# A Jerk at Work!



## Eeeekim (Aug 14, 2009)

I have to vent and everyone here will understand.
I work for a small company and only one of us can have a day off at a time and we only get 2 weeks off so I try to save my time because sometime you need to take a day off for something like a sick kid, etc.
A co-worker has managed to sneak in a day off request for HALLOWEEN before me, 3 years in a row!! 
Now this guy never expressed any real love for 'Ween but ever since my display has ramped up and I need time to set it up he started asking off. He is very aware of my display and how much work I put into it.
GRRRRRRRRR!!!!! What a (insert your fav. string of 4 letter words here)!!!


----------



## Zombie-F (Apr 12, 2004)

I used to work in a very small company too. I got into the habit of putting in for the time off a year in advance because of that.
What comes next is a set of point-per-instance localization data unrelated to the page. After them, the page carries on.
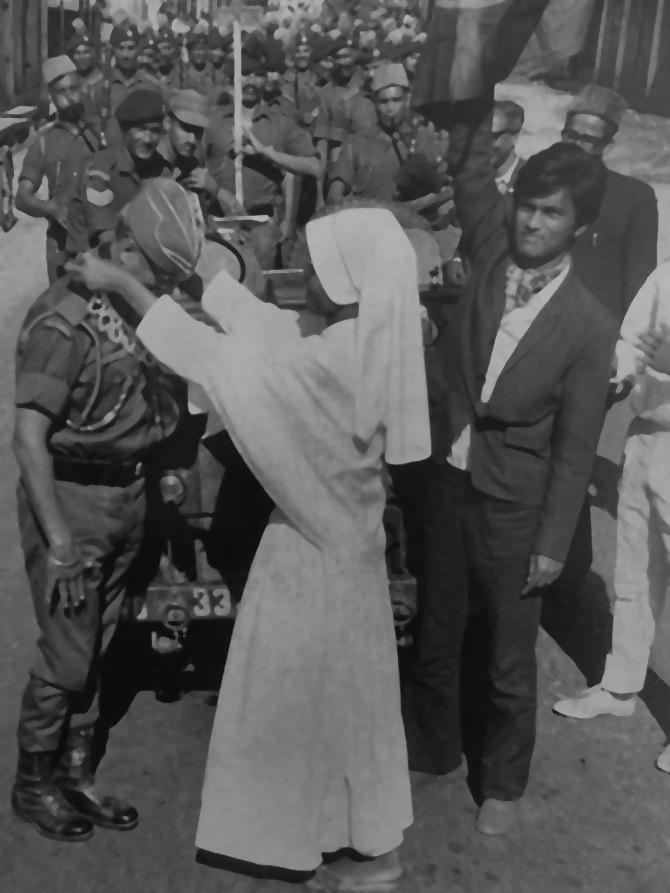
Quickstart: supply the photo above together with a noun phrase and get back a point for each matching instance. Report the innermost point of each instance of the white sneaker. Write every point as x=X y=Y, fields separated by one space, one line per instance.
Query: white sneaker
x=663 y=760
x=594 y=701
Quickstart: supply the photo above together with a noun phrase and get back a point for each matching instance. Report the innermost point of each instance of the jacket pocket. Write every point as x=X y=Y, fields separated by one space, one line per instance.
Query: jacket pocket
x=534 y=439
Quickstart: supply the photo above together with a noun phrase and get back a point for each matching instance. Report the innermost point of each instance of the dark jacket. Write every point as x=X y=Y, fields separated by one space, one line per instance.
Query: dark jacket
x=614 y=257
x=535 y=440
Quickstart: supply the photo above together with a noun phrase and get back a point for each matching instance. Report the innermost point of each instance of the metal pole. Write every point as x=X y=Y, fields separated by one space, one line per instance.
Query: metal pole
x=62 y=26
x=237 y=86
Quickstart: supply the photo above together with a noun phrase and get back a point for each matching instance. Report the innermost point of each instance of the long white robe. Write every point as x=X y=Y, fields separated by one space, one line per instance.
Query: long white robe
x=307 y=753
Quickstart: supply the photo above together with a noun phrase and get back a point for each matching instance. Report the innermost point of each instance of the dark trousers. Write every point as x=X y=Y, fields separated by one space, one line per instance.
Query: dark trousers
x=107 y=524
x=476 y=562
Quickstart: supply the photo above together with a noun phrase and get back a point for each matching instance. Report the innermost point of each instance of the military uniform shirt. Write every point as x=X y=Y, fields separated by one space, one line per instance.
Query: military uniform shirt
x=343 y=111
x=60 y=154
x=199 y=79
x=109 y=400
x=370 y=160
x=262 y=179
x=302 y=90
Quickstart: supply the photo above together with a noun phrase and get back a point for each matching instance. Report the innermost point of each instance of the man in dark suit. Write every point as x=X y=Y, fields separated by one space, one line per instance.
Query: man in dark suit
x=518 y=386
x=613 y=257
x=617 y=252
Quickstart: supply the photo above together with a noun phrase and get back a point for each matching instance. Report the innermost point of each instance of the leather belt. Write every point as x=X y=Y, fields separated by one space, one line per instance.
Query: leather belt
x=262 y=209
x=91 y=473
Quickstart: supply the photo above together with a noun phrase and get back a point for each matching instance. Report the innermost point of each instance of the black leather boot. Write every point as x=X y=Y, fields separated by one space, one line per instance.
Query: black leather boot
x=74 y=777
x=37 y=800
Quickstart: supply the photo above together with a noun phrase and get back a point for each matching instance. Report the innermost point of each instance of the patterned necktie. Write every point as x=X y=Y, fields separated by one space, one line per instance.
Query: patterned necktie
x=523 y=284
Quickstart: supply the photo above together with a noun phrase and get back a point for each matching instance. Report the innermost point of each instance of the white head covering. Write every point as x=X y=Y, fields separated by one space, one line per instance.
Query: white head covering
x=362 y=255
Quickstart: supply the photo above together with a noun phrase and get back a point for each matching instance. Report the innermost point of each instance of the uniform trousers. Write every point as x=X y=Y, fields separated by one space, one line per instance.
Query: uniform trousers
x=642 y=569
x=107 y=525
x=477 y=552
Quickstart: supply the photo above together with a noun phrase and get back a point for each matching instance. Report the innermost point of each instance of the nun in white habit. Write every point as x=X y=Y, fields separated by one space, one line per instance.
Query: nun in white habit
x=307 y=754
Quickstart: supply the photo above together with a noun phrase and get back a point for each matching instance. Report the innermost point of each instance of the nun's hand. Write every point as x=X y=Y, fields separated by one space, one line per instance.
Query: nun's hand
x=95 y=273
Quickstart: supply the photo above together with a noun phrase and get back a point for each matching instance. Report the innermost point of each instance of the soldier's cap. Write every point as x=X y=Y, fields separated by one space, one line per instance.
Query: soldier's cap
x=78 y=40
x=196 y=38
x=122 y=33
x=400 y=51
x=57 y=67
x=275 y=56
x=218 y=41
x=343 y=42
x=390 y=74
x=164 y=35
x=139 y=107
x=599 y=101
x=167 y=224
x=190 y=107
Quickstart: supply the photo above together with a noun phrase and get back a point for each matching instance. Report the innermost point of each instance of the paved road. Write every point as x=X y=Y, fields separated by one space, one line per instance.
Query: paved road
x=596 y=818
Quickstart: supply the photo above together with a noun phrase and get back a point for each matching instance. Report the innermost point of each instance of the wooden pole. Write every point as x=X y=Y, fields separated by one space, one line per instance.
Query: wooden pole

Every year on November 1, I would put in for Halloween week off the next year.


----------



## Drago (Sep 5, 2011)

Truly sorry to hear that, if he doesn't do a 'ween display then he it's a real a......


----------



## RoxyBlue (Oct 6, 2008)

Go with the year-in-advance method ZombieF uses. Hopefully your co-worker won't figure out and use that tactic for the following year

Halloween not being a national holiday, this may not work, but perhaps you could suggest to the person in charge of approving days off that there be a fairness policy instituted so the same person does not get the same holiday off every year. Being a small company, it seems appropriate that holiday requests like this one be rotated among the staff.


----------



## Lunatic (Oct 3, 2006)

That sucks. Call in sick. Or at the very least, **** on his tires just for spite.


----------



## Copchick (Apr 10, 2012)

That really stinks Eeeekim. I'd use Zombie-F's suggestion too. I have guys request on the first day of the year certain days off, well in advance. That way they can finalize their plans and be assured they have that day off. If it is Christmas or Thanksgiving and we have a bunch of people wanting the same day, (we must maintain a minimum number of officers) we will then go by seniority. Most times we can accomodate them. 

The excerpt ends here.